Keep in mind that this is a destructive action for the given machine.
This process involves removing the machine from Kubernetes, etcd
(if applicable), and clearing any data on the machine that would normally persist after a reboot.
CLI
To reset a machine, use the talosctl reset
command:
talosctl reset -n <node_ip_to_be_reset>
WARNING: Running
talosctl reset
on cloud VMs might result in the VM being unable to boot as this wipes the entire disk. It might be more practical to only wipe the STATE and EPHEMERAL partitions on a cloud VM if not booting viaiPXE
.talosctl reset --system-labels-to-wipe STATE --system-labels-to-wipe EPHEMERAL
The command includes several flags:
Flags:
--graceful if true, attempt to cordon/drain node and leave etcd (if applicable) (default true)
--reboot if true, reboot the node after resetting instead of shutting down
--system-labels-to-wipe strings if set, just wipe selected system disk partitions by label but keep other partitions intact
The graceful
flag is particularly important when considering HA vs. non-HA Talos clusters.

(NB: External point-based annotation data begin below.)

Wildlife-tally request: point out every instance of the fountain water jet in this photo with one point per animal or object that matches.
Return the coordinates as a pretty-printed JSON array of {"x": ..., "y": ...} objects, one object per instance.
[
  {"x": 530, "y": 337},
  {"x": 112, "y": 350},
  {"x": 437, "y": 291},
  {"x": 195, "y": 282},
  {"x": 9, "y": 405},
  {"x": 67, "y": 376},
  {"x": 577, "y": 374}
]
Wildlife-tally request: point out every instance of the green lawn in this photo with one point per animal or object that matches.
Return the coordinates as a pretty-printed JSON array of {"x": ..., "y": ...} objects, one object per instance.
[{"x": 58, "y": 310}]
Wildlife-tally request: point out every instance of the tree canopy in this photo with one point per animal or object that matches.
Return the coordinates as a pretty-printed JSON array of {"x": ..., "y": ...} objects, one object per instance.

If the machine is part of an HA cluster, a normal, graceful reset should work fine as long as the cluster is in a good state.

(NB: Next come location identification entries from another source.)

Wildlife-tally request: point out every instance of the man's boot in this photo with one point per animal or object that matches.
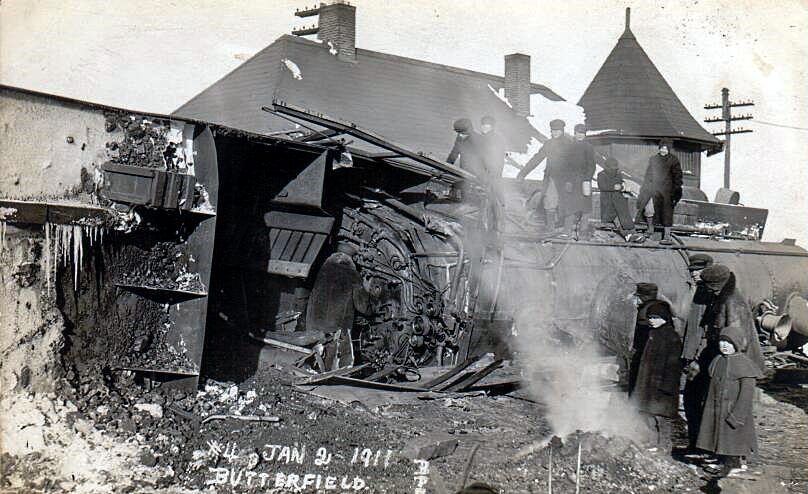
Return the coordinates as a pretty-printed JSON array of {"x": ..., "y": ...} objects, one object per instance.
[
  {"x": 550, "y": 219},
  {"x": 666, "y": 236},
  {"x": 571, "y": 226},
  {"x": 649, "y": 229}
]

However, if this is a single-node cluster used for testing purposes, a graceful reset is not an option since etcd
cannot be “left” if there is only a single member.
In this case, use the reset command with --graceful=false
to skip checks that would normally block the reset.
Kernel Parameter
Another method to reset a machine is by specifying the talos.experimental.wipe=system
kernel parameter.
If the machine is stuck in a boot loop and you have access to the console, you can use GRUB to specify this kernel argument.
When Talos boots next, it will reset the system disk and reboot.
The next steps can include installing Talos either using PXE boot or by mounting an ISO.